(Reuters) -Fuller, Smith & Turner said it was confident customers would keep flocking to its pubs this Christmas despite the challenging economic environment, after tourists and commuters returned to London, driving sales higher.
Many of Britain's hospitality businesses are fighting to survive this winter as energy and staff costs rise while high inflation erodes consumer disposable incomes. But so far Fuller's has defied the downturn, helped by its large exposure to central London.
Comparable sales rose 20% in the six months to Sept. 24 compared with the prior year, with a 67% jump in central London.

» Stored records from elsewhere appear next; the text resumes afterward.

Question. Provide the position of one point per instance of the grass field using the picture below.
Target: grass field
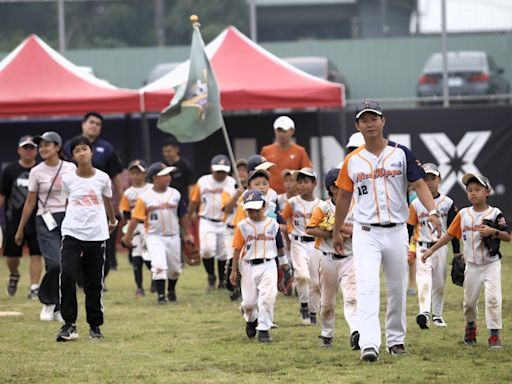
(201, 339)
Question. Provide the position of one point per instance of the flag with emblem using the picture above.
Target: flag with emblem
(194, 112)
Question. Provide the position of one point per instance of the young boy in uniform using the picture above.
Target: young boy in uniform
(335, 270)
(483, 266)
(84, 233)
(163, 210)
(257, 242)
(431, 276)
(139, 254)
(305, 257)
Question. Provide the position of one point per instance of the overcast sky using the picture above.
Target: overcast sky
(466, 15)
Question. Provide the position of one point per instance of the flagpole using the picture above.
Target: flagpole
(194, 19)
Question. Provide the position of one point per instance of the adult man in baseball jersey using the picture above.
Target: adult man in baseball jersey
(284, 153)
(377, 175)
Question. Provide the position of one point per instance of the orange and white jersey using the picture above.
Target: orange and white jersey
(297, 213)
(160, 211)
(379, 183)
(418, 215)
(257, 239)
(212, 196)
(466, 225)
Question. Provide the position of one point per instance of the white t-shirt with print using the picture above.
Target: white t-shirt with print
(85, 217)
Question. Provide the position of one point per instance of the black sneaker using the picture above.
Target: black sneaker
(250, 328)
(12, 286)
(397, 350)
(264, 337)
(67, 332)
(354, 341)
(95, 333)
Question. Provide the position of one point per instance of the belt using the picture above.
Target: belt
(334, 256)
(304, 239)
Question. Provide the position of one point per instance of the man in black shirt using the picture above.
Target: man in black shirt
(13, 193)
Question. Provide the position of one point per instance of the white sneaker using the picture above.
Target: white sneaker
(47, 312)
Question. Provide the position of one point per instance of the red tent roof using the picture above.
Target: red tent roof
(249, 77)
(35, 81)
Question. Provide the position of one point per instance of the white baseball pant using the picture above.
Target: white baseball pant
(333, 275)
(373, 246)
(259, 292)
(306, 262)
(430, 279)
(165, 252)
(211, 239)
(490, 276)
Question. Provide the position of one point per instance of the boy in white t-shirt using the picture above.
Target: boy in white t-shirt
(84, 231)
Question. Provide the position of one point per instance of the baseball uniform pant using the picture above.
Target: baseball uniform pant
(165, 253)
(490, 276)
(306, 262)
(335, 274)
(373, 246)
(211, 239)
(430, 279)
(259, 292)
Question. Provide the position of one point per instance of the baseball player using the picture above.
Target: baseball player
(305, 257)
(209, 195)
(163, 210)
(257, 243)
(335, 270)
(139, 254)
(483, 266)
(431, 276)
(377, 174)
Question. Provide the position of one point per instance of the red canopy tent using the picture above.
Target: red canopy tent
(249, 77)
(37, 81)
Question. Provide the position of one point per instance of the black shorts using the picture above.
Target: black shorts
(11, 249)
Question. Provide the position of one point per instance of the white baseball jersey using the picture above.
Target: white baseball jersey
(466, 225)
(379, 183)
(212, 195)
(257, 239)
(160, 211)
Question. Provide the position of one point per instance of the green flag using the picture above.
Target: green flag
(194, 112)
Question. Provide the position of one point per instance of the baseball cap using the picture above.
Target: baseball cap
(50, 136)
(159, 169)
(331, 177)
(253, 199)
(481, 179)
(284, 122)
(258, 162)
(26, 140)
(431, 168)
(368, 106)
(221, 163)
(356, 140)
(137, 164)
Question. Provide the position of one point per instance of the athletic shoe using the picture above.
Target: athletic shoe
(354, 341)
(470, 335)
(438, 321)
(264, 337)
(12, 286)
(397, 350)
(495, 342)
(95, 333)
(67, 332)
(47, 312)
(370, 355)
(250, 328)
(304, 316)
(422, 320)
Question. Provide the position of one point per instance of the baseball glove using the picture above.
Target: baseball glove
(458, 267)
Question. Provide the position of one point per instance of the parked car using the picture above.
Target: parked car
(469, 73)
(320, 67)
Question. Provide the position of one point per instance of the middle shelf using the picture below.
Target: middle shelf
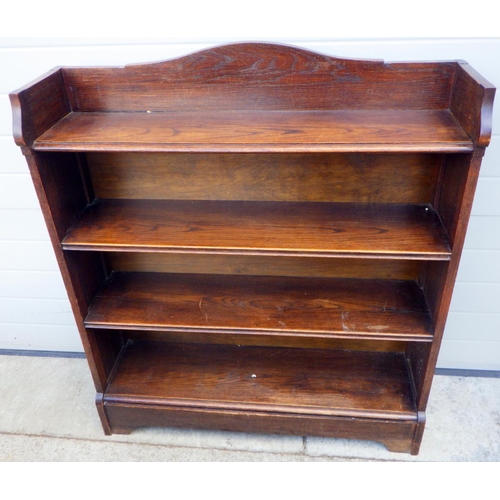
(369, 230)
(263, 305)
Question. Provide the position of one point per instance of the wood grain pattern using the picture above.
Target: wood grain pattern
(409, 270)
(38, 106)
(301, 381)
(341, 308)
(325, 177)
(261, 228)
(285, 243)
(397, 435)
(261, 76)
(259, 131)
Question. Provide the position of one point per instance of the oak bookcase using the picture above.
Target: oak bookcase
(259, 238)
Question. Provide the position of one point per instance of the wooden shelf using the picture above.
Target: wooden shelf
(283, 306)
(264, 379)
(321, 202)
(261, 228)
(259, 131)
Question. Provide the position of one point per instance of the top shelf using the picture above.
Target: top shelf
(258, 131)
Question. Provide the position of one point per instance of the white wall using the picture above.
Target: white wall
(34, 310)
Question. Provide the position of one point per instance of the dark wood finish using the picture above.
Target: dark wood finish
(257, 209)
(397, 435)
(261, 228)
(408, 270)
(342, 308)
(258, 131)
(38, 106)
(315, 382)
(352, 178)
(260, 76)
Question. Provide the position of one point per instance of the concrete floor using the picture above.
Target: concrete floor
(48, 414)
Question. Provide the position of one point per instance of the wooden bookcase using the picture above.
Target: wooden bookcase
(259, 238)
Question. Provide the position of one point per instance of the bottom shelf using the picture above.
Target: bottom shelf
(360, 394)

The capital was slower to recover from the pandemic than smaller urban areas as some commuters and tourists avoided public transport, but Fuller's figures showed its London pubs, which include Charles Dickens's favourite hostelry the Lamb and Flag in Covent Garden, had roared back to life since.
For the seven weeks to Nov. 12, Fuller's said comparable sales across central London were up 20% versus a 13% rise across its whole estate, and that was despite several tube and train strikes.
Fuller's said Christmas bookings were strong and it also expected a boost from the FIFA World Cup.
Analysts at Stifel said that Fuller's results looked strong compared to an industry tracker which showed 6% growth in pub like-for-like sales in October.
Earlier in November, pub group J D Wetherspoon reported a 9.6% rise in like-for-like sales for the first quarter.
But Fuller's warned that the environment remained tough.
Pub groups are grappling with the rising costs of everything from labour and food ingredients to energy, as well as the threat of lower spending by consumers faced with a rising cost of living.